プライバシー擁護派は、冷蔵庫や自動車のタイヤから得られたデータは、これまでウェブに適用していたルールより厳格に取り扱われるべきだと望んでいます。しかし、これが実現しても彼らが喜ぶだけで、実際にプライバシー保護の改善にはつながらないでしょう。それどころか、イノベーションや成長にも悪影響を及ぼしかねません。私たちはIoTを現実的にとらえる必要があります。そこで、以下の3つの測定基準を使って、リスク管理について考えてみましょう。

米戦略国際問題研究所 (CSIS) のジェームズ・アンドリュー・ルイス氏

ジェームズ・アンドリュー・ルイス氏(米国)
戦略国際問題研究所(CSIS) シニアフェロー兼戦略技術プログラム局長

【スケーラビリティ】
ハッカーの狙いは、悪戯の域を超える大きなインパクトを残すことです。そのためには、何百、何千というデバイスを同時にハッキングしたり、多くのデバイスを管理している「コマンド」デバイスを探し出して攻撃する必要があります。したがって、こうした主要デバイスについては、他のデバイス以上の、より高度な検査や注意を払う必要があります。

【機能の影響度】
人々の生活や安全に対するIoTの影響度を把握する必要があります。冷蔵庫やエアコンの電源が切れたところで、せいぜい「イライラする」程度ですが、乗り物のエンジンが止まってしまえば命に関わります。影響度の高いデバイスについては、より高度な検査やセキュリティが必要です。

【データの価値】
IoTの個人情報管理は、それぞれのデータの価値に見合ったものにすべきでしょう。デバイスは大量のデータを生み出しますが、その多くは総合的に見てほとんど価値のないものや、プライバシー上、大きなリスクがあると“思われている”だけ。個人情報が含まれるというだけで、IoTのデータが価値あるものになったり、機密上重要なものになるとは限りません。大部分のIoTデータそのものには厳格なプライバシー保護は必要ありません。

IoTでは、1つの規格にすべてのデータが当てはまるわけではないので、全デバイスに適用可能な、特定のプライバシールールやサイバーセキュリティ基準を定義しようと考えることは無意味です。今後、IoTがどのようなイノベーションを生み、どのように活用されるかは分かりません。それだけに、実験や思いがけない発見のための余地も残しておく必要があります。新たな技術は社会をより豊かにします。そして、技術的な変化こそが(米国の)唯一の成長源なのです。

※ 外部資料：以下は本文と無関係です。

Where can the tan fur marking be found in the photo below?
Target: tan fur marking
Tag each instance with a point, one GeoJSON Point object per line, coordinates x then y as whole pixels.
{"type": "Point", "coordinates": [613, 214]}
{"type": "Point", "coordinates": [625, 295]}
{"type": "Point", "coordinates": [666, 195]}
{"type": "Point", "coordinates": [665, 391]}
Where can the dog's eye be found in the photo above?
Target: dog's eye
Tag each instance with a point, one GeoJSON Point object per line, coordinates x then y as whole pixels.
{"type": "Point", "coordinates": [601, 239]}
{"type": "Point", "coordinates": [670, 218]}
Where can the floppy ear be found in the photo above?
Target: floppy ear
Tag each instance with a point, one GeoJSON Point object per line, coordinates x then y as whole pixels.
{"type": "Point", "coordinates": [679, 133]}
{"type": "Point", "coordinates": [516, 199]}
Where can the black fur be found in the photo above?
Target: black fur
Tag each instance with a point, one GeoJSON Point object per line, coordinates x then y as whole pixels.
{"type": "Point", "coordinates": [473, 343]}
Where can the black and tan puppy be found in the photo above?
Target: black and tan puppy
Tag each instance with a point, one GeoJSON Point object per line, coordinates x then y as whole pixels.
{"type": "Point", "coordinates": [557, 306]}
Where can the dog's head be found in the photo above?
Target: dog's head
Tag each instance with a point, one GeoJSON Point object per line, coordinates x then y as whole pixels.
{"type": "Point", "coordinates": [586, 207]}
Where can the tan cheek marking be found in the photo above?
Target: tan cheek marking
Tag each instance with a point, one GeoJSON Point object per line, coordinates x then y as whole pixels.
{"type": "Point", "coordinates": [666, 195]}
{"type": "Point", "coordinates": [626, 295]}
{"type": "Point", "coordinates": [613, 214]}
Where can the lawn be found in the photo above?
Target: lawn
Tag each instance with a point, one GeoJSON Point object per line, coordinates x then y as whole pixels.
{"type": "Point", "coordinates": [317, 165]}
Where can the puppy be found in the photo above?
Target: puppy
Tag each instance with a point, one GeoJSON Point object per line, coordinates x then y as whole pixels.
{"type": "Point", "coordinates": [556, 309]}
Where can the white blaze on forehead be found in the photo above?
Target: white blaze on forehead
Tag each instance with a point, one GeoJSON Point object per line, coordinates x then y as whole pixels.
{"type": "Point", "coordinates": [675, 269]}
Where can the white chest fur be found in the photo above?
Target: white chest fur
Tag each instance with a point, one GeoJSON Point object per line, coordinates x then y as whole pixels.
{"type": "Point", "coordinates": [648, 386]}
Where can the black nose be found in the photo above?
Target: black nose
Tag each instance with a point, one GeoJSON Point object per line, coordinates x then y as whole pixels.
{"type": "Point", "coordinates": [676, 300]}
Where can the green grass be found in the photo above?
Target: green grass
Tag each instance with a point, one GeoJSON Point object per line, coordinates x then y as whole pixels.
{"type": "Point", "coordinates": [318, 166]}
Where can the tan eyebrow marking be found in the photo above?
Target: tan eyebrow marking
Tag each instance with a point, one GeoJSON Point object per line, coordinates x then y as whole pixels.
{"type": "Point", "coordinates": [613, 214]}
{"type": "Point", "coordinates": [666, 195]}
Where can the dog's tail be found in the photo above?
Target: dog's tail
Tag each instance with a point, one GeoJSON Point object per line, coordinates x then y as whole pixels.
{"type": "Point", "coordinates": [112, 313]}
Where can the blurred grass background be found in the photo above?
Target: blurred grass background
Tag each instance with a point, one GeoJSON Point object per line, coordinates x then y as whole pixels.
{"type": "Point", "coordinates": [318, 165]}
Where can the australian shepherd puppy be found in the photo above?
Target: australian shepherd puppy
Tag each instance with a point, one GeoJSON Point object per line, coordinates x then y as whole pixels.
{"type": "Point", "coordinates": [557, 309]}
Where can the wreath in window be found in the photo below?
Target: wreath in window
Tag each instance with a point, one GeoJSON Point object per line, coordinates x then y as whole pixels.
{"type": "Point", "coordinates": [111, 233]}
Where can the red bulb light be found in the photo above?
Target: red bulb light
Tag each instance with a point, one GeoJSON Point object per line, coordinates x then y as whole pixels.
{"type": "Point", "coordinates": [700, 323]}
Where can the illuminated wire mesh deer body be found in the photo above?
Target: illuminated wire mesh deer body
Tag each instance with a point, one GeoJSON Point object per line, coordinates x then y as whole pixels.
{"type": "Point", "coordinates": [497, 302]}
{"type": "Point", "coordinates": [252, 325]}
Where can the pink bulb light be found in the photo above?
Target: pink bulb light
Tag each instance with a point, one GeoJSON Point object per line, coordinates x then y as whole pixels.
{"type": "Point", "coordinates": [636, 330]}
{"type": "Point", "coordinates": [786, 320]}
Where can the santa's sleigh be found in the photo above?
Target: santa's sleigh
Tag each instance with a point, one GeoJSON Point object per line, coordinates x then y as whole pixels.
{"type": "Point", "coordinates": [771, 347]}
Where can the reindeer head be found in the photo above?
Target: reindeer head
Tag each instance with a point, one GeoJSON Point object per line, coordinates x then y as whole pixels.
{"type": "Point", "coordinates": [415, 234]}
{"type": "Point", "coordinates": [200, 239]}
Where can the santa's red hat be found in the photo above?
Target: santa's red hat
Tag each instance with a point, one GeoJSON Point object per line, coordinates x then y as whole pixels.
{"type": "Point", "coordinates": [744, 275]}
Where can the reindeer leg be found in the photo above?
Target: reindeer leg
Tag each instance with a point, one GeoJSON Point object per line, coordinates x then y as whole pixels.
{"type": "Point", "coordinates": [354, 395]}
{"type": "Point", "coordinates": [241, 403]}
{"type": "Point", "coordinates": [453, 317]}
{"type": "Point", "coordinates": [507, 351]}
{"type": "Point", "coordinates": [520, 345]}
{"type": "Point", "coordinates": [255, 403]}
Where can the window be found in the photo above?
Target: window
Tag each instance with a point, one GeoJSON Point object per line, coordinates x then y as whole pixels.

IoTに対する適切な政策はイノベーションを後押ししますが、過度な締め付けは妨げとなります。事実に基づかない想定や仮説に依拠して政策を策定しまえば、なおさらです。IoTのデバイスのセキュリティやプライバシーに関しては万全を期して、市場原理と法廷の裁量に委ねるという選択肢もあります。
テクノロジーには必ずリスクが伴います。しかし、不安だからといってIoTを規制してしまえば、そこにあるチャンスをみすみす犠牲にすることになるでしょう。